Ia mengecek seisi apartemennya. Setidaknya tidak ada yang pecah lah. Jadi ia tak perlu membuat tagihan. Hahaha. Ia segera berjalan masuk ke dalam kamar mandi. Lalu bersiap untuk masjid dulu. Ya solat magrib lah. Kemudian ganti baju lagi dengan rapi hingga tak sadar kalau tampaknya berlebihan. Hahaha. Ia bergerak menuju parkiran mobil lalu mengendarai mobilnya menuju klinik Diana untuk check up telinganya. Walau ia merasa sudah ada perubahan dibandingkan yang terakhir. Karena sudah tak berdarah.

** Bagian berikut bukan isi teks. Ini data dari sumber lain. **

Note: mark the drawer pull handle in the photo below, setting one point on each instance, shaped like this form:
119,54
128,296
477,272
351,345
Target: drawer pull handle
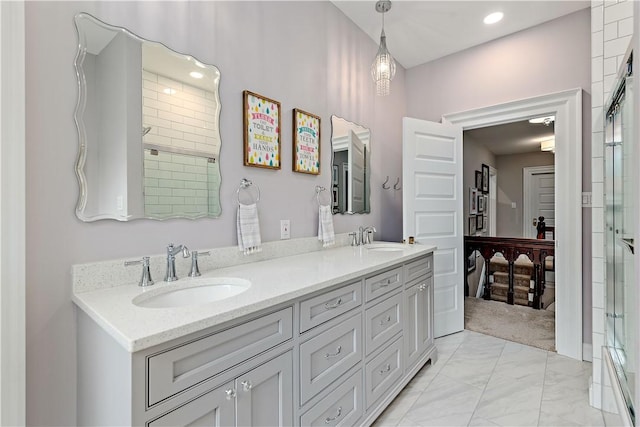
334,305
330,419
384,321
338,351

Ia tiba kurang dari dua puluh menit. Hanya sedikit macet di jalan karena mungkin searah dengan Malioboro. Banyak yang mungkin ke sana. Ia berhenti di depan klinik. Persiapan sudah lengkap. Apa saja persiapannya?
Ia bahkan membawa bunga segala. Ahahaha. Kali ini ia bawa dengan tangan. Hal yang tentu saja mengundang perhatian ketika masuk. Ia mau menyatakan cinta ayau mau check up sebenarnya. Beberapa staf klinik yang masih ingat wajahnya tentu saja berbisik-bisik. Ya soal bunga yang sanbat besar dan pernah dikirim Aidan ke sini. Bagi mereka itu sangat menghebohkan. Kini Aidan juga menjadi pusat perhatian mereka. Hanha penasaran. Apalagi Aidan tampaknya berasal dari keluarga yang tak sembarang.
"Bapak Aidan!"
Namanya dipanggil. Ia segera berdiri. Tentu dengan bunganya. Si perawat yang menunggu di depan pintu ruang pemeriksaan tampak mengulum senyum melihatnya datang bersama bunga. Diana tak memerhatikan karena sibuk membaca ulang rekam medisnya. Sudah seminggu tak bertemu, tentu saja ia sudah lupa. Pasiennya kan ada banyak bukan hanya Aidan.
Aidan berdeham ketika masuk. Ia dipersilahkan duduk di depan Diana yang masih tak menoleh ke arahnya. Dan kesempatan itu digunakan Aidan untuk menaruh bunga di atas mejanya. Hahahaa. Lalu apa reaksi Diana?